Я как вариант решила в бухгалтерии поставить так же как в далионе в конфигурации например код номенклатуры 6 знаков, число.

После этого по идее должно при выгрузке вставать правильно, но оно при выгрузке все равно дублируется с идентичными кодами. Не подскажете почему так? Вроде бы все одинаково, может еще что-то где-то надо изменить?

----------


## CyberNut

> Я как вариант решила в бухгалтерии поставить так же как в далионе в конфигурации например код номенклатуры 6 знаков, число.
> 
> После этого по идее должно при выгрузке вставать правильно, но оно при выгрузке все равно дублируется с идентичными кодами. Не подскажете почему так?

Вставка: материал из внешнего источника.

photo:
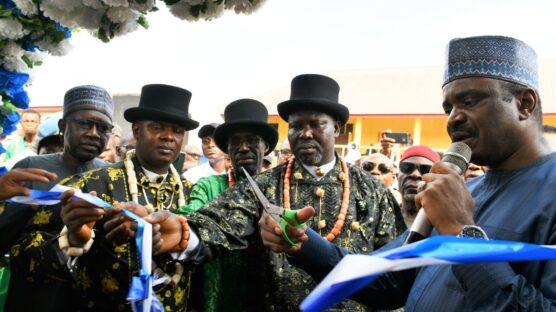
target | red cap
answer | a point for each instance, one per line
(422, 151)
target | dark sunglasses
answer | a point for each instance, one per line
(194, 155)
(88, 124)
(408, 168)
(251, 141)
(369, 166)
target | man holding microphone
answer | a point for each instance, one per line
(491, 98)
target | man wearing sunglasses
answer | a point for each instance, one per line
(382, 168)
(415, 162)
(86, 126)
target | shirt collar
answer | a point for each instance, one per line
(154, 177)
(324, 168)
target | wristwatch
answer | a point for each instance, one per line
(472, 231)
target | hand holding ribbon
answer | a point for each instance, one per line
(11, 183)
(79, 216)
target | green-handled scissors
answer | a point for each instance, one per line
(284, 216)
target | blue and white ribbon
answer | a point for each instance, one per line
(141, 294)
(353, 272)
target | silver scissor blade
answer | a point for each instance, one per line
(264, 201)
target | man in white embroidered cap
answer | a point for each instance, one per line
(493, 105)
(86, 126)
(144, 182)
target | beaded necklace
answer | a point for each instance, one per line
(344, 177)
(231, 178)
(134, 191)
(132, 181)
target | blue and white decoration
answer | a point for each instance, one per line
(356, 271)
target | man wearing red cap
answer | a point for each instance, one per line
(415, 162)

Вроде бы все одинаково, может еще что-то где-то надо изменить?


Возможно в правилах обмена используется синхронизация по внутреннему идентификатору, либо поля поиска так настроены.

----------


## bismillyah

> Возможно в правилах обмена используется синхронизация по внутреннему идентификатору, либо поля поиска так настроены.


Не много вас не поняла.. А это можно как-то исправить?

----------


## bismillyah

Я посмотрела файл правил выгрузки и где изменить чтобы синхронизация по коду была не нашла.

----------